Question

Solve $\int_{0}^{\pi}x.sin^{3}x.\text{d}x$ [CEE 1993]
(A) $\dfrac{4\pi}{3}$
(B) $\dfrac{2\pi}{3}$
(C) 0
(D) None of these

Answer 1

Hint: Integration is the process of connecting the parts to create the whole. The region bounded by the graph of functions is defined and calculated using integration. Finding the area of the region under the curve is the process of integration. To do this, cover the area with as many little rectangles as possible, and then add up their areas. Finding an anti derivative of a function is the process of integration.

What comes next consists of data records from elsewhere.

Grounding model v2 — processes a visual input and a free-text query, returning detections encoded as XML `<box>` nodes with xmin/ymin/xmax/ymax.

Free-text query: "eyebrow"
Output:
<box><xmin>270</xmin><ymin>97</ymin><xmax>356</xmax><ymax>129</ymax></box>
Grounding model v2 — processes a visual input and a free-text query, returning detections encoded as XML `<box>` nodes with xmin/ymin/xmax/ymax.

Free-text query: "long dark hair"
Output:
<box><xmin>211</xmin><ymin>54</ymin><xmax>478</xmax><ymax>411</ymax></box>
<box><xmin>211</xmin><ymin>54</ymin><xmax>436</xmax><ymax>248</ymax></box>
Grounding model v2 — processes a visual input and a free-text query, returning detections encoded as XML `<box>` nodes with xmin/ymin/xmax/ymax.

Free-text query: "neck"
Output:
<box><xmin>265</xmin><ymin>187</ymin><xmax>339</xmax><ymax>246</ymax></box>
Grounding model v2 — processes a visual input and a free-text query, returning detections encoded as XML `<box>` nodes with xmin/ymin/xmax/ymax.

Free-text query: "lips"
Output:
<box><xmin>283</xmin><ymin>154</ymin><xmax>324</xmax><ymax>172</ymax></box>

Formula Used:The integration is solved using the fundamental property $\int_{0}^{a}f(x)=\int_{0}^{a}f(a-x)$. It is a question of definite integration, so the upper and lower limits are substituted after solving the integration.



Complete step by step solution:The given integral is I = $\int_{0}^{\pi}x.sin^{3}x.\text{d}x$ --------- (1)
Here the given function is f(x) = $x.sin^{3}x$ and the total range over which the integral is to be done is 0 to $\\pi$, with a lower limit of 0 and an upper limit $\\pi$.
We know that the fundamental property of integrals is $\int_{0}^{a}f(x)=\int_{0}^{a}f(a-x)$.
Using this property, we get
Also, I = $\int_{0}^{\pi}(\pi-x).sin^{3}x.\text{d}x$ --------- (2)
Adding equations (1) and (2), we get
 2I = $\int_{0}^{\pi}\pi.sin^{3}x.\text{d}x$
We know that $\\sin^{3}x=(3sinx-sin3x)/4$, so we get
   2I = $\dfrac{\pi}{4}\int_{0}^{\pi}3\sin~x-\sin~3x.\text{d}x$
    = $\dfrac{\pi}{4}\left[-3cos~x+\dfrac{cos~3x}{3}\right]_{0}^{\pi}$
    = $\dfrac{\pi}{4}(-3(-1-1)-\dfrac{(-1-1)}{3})$
    = $\dfrac{\pi}{4}(6-2/3)$
    = $\dfrac{4\pi}{3}$
That is, 2I = $\dfrac{4\pi}{3}$
So, I= $\dfrac{2\pi}{3}$
Hence, the integration of $x.sin^{3}x$ over the integral 0 to $\\pi$ is $\dfrac{2\pi}{3}$.



Option ‘B’ is correct


Note: It should be kept in mind that changing the function also changes the upper and lower limit values after they are specified. Integration must be done with care. Trigonometric values should be carefully substituted.